What we ended up building was a platform that allowed people to determine whether or not they were getting ripped off on loan/mortgage contracts. To do this, we set up a pipeline backed by IBM's tech (a sponsor of the event). The pipeline went like this:

  1. User uploads PDF
  2. We use document conversion to get the text from the PDF
  3. We parse through the data and get the relevant info
  4. The user confirms the info and adds a little bit more info for a better analysis
  5. Our website sends the data to our backend
  6. Using the model we created ourselves (WE CREATED OURSELVES) we use machine learning to predict what the rate should be
  7. We send this rate to the front end
  8. We calculate the score of the loan based on our predicted rate and a few more statistics
  9. We present this rate, a translated version of the contract, and a graph comparing this user's rate to the data in our database we used for the model

Bitcoin Full Node Baby!

In my deep dive into Bitcoin, I decided it was time to run a full node. So, I used Craigslist for the first time and bought a cheap laptop with enough computing power and storage to run a node. I ended up with this:


After changing from Windows to Ubuntu, I began the process of syncing to the mainnet. After nearly a week, it finally synced up! This process was so lengthy 1) due to the specs of the computer and 2) the hotel wifi that often disconnected and was quite slow. I learned yesterday that you need to be able to connect and run on port 8333, so I'll have to leave this laptop at home and connect remotely. However, this is exciting and a fun way to mess around with and get a better understanding of Bitcoin. On top of this, I also am learning C++, slowly reading through the Bitcoin codebase, and keeping up to date with the latest Bitcoin news and scaling debates.
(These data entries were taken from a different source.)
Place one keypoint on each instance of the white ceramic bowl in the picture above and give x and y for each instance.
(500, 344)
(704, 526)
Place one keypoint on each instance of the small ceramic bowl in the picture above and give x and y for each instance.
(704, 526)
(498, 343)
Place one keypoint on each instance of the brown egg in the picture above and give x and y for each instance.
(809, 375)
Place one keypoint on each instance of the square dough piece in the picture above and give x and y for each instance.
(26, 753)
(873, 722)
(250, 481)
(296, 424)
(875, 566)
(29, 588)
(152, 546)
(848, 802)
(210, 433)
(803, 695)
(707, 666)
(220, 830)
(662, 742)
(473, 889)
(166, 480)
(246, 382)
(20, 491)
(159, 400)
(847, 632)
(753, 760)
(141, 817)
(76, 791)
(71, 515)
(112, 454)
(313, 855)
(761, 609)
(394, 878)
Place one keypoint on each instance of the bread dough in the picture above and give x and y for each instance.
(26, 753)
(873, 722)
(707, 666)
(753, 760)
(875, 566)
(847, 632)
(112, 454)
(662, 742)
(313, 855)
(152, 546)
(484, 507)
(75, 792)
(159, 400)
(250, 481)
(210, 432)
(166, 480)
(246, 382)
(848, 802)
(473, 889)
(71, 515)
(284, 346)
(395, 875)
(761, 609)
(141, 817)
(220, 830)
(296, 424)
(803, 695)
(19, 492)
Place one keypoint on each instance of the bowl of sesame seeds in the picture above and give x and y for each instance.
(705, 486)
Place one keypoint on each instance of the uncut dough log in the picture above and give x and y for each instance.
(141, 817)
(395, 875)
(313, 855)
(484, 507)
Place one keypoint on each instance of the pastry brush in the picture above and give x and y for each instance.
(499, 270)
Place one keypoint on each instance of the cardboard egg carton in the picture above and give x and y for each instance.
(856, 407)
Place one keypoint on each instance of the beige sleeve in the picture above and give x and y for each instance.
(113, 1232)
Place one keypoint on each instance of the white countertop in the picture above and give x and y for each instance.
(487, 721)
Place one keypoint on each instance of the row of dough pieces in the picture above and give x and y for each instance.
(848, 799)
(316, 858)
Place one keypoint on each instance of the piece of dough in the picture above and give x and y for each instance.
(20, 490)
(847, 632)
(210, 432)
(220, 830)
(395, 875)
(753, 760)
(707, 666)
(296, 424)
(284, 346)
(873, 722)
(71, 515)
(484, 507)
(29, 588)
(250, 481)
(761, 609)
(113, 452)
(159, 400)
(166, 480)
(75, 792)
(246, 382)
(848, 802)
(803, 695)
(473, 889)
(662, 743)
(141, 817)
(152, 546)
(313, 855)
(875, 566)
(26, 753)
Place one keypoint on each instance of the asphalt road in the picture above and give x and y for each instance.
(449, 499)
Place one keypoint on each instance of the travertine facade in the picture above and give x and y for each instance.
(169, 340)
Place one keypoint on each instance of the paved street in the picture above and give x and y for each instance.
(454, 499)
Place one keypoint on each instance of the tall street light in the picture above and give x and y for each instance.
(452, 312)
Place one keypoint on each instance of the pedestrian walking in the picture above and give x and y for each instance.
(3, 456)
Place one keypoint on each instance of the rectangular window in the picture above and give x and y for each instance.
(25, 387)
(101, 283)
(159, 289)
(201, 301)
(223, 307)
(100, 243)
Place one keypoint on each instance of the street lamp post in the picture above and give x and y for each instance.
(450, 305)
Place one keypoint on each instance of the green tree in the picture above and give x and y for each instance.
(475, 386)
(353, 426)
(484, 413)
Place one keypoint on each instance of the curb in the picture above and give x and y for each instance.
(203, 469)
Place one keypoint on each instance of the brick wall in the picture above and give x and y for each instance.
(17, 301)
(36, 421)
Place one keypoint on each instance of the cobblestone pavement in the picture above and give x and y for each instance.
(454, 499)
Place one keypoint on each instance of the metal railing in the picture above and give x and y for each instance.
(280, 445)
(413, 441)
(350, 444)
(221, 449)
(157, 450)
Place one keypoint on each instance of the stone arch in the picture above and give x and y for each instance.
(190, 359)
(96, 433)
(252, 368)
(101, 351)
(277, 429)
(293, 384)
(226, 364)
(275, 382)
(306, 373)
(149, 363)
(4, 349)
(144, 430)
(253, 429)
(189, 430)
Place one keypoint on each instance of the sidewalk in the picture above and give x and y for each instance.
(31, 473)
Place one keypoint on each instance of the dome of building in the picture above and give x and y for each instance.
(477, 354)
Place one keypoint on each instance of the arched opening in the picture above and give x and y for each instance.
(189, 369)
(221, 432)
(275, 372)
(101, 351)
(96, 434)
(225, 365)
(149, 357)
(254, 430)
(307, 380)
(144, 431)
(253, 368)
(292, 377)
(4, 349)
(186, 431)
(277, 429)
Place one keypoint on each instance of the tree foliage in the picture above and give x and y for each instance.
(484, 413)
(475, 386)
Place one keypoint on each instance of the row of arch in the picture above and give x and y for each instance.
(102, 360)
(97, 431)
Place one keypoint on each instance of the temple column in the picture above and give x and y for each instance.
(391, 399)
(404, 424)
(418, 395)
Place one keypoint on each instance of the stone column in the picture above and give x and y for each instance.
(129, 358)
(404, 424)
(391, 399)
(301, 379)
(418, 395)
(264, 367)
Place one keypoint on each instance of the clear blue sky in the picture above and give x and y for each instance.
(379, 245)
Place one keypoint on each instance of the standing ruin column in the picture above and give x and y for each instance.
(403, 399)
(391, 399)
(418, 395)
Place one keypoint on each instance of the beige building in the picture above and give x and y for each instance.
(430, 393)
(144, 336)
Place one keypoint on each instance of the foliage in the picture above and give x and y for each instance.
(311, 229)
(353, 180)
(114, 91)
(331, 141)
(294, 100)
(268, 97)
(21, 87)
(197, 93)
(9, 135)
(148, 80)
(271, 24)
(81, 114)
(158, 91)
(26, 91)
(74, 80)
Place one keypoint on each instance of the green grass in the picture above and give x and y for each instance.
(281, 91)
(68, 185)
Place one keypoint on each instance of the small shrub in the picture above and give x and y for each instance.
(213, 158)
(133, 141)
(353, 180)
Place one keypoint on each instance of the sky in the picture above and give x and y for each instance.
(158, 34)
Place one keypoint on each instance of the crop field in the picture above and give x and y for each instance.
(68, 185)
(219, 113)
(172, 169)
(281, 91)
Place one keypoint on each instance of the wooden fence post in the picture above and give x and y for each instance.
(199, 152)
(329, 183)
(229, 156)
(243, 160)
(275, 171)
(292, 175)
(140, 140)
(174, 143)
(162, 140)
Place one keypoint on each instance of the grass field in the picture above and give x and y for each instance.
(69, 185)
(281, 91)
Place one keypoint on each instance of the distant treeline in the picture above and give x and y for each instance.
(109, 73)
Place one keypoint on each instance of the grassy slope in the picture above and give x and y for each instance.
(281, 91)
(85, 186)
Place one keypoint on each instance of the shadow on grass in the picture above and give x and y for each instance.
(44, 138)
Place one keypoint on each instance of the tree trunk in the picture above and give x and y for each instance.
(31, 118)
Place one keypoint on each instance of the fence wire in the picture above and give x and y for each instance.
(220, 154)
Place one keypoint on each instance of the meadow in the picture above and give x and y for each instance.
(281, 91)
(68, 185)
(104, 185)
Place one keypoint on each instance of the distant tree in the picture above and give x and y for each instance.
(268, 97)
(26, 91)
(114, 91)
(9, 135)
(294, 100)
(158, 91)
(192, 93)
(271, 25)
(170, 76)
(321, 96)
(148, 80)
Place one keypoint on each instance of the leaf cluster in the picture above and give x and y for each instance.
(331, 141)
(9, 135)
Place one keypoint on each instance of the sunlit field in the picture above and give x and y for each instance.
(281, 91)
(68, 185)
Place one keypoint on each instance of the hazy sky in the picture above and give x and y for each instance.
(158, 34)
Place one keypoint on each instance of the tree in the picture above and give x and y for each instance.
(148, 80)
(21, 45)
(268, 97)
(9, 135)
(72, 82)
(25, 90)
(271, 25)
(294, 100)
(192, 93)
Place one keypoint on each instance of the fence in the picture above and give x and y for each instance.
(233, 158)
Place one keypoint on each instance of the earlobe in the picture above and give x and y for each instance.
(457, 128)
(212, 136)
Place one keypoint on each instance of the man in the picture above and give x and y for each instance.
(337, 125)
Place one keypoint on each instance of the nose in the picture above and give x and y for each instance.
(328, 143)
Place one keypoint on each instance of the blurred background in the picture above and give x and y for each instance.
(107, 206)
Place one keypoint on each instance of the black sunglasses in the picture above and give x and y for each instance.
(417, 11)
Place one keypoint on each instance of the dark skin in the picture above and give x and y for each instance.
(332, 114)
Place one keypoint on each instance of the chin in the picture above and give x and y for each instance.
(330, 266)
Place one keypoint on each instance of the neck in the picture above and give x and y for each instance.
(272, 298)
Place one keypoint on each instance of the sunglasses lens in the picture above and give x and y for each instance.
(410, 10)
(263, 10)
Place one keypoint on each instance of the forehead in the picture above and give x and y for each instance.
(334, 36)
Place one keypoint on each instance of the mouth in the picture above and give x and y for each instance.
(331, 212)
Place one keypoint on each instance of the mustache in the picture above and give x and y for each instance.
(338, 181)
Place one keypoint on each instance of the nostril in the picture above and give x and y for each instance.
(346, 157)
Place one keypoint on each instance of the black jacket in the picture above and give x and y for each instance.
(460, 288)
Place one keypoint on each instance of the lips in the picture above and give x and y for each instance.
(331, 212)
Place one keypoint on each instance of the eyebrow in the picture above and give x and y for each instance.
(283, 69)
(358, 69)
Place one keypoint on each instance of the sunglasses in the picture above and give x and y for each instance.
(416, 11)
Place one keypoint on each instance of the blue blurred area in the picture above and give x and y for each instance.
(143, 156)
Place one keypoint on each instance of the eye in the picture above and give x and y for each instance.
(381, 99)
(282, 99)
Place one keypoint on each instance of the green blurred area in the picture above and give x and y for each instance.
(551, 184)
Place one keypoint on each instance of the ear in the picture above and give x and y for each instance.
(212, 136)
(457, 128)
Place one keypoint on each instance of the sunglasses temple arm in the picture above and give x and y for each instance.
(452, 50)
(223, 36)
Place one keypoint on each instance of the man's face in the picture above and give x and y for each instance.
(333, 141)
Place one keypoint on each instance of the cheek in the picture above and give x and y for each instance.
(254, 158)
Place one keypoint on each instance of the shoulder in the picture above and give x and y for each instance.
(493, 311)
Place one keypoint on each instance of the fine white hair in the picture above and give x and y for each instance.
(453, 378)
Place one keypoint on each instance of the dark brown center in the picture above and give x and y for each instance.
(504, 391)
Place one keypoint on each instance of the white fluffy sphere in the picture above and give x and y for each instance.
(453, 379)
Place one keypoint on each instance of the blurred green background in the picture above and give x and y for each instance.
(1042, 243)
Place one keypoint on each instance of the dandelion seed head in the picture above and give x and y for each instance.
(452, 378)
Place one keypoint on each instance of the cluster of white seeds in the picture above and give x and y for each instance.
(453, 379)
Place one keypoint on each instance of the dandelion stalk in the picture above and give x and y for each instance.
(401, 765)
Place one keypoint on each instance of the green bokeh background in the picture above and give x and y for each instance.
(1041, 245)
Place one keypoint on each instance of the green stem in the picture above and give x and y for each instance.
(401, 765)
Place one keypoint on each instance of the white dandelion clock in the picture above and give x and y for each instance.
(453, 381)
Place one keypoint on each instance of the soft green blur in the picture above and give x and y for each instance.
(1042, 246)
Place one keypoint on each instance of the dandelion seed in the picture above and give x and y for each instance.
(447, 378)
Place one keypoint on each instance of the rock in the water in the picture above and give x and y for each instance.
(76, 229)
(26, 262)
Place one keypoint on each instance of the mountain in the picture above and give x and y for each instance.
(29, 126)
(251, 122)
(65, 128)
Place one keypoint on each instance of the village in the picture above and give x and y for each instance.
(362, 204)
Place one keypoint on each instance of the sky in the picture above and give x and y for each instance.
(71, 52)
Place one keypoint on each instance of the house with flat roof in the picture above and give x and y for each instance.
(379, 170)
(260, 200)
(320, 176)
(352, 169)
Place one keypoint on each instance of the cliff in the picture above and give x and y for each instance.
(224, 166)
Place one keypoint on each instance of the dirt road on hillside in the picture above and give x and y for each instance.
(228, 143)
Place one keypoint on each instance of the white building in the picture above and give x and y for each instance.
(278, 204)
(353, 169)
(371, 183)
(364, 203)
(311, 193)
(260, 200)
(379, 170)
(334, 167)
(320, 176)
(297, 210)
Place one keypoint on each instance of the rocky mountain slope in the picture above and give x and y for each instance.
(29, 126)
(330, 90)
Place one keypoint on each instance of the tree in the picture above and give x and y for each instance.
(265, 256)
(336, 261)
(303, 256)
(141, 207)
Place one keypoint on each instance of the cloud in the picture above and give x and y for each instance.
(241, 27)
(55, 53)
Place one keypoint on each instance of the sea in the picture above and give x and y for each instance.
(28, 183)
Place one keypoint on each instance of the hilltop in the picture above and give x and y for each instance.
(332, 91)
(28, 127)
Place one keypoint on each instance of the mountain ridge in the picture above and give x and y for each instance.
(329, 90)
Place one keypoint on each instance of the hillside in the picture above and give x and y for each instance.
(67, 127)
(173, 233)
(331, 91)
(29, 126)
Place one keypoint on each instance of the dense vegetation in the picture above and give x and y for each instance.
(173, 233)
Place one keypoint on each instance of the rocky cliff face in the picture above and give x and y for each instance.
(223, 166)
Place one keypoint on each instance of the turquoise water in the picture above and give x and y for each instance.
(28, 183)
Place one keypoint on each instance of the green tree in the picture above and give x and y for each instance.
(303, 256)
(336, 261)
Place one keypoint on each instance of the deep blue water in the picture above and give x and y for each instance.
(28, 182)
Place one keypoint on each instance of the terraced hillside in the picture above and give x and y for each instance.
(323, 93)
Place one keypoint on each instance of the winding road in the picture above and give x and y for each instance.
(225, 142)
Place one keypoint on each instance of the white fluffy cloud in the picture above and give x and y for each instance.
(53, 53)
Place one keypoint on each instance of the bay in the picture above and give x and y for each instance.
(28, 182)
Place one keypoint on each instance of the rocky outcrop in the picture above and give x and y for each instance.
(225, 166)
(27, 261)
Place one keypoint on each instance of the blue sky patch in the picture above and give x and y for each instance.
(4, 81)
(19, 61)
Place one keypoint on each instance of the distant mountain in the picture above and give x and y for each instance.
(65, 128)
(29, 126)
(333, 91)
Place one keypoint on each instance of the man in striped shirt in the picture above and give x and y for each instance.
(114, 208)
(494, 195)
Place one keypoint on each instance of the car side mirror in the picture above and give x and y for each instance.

What an incredibly exciting two weeks... and it only gets better. Next week I have three events to look forward to:

  1. Steemit SF meetup hosting BOTH @ned and @sneak
  2. ReactJS meetup at Lyft HQ
  3. Horizons Hackathon (hopefully 3rd time is the charm)

With that, I have a few things I need to do to prepare for the week. I'll catch y'all next week. Until then, Cheers and Steem on!


Hey ;) I've hear you posting about AoE - well, just wanted to let you know that the first Steemit AoE tournament is here!

No way! When, where, how?

San FranCrypto Stand up!! See you Monday, checking out mealPal now... Very interesting...

Unfortunately I'll actually be at a ReactJS meetup at Lyft. This meetup sold out in like 24 hours. LMK when the next one is tho!

See you both tonight. Check the Oakland meetups on the website they are every week.

Robert! Rad to meet you in line for the Steemit meetup. Sounds like you're working on a pretty cool project.
I'm in Santa Cruz. Feel free to hit me up if you want a quick local tour sometime.

Cheers. I'll be watching for updates.

Great meeting you as well! Thanks for coming up, great to meet other Steemians in person. Hoping to make this a monthly event. I'll keep the community here up to date on future meetups. Cheers!

I'm down for the cause. I'll be there if it happens again.
Let me know if you need help with anything. I'm down to set up chairs or lend a hand. Whatever. I'm just excited to be a part of it.


Rad Robert. I'm excited to be a part of something so new. I'm really interested to help out and get involved where I can. Let me know for the next event and I'd be happy to help with setup or tear down.
Cheers bud.

@robertdurst10 great post! I've recently arrived in California and was doing a cursory web search for fellow CA Steemit meetups. I'm bummed I missed Ned speak. I'm actually 4 hours south of San Francisco, in a little beach town called Pismo Beach. I'd be willing to travel north for a Steemit gathering, do you know of any in the future?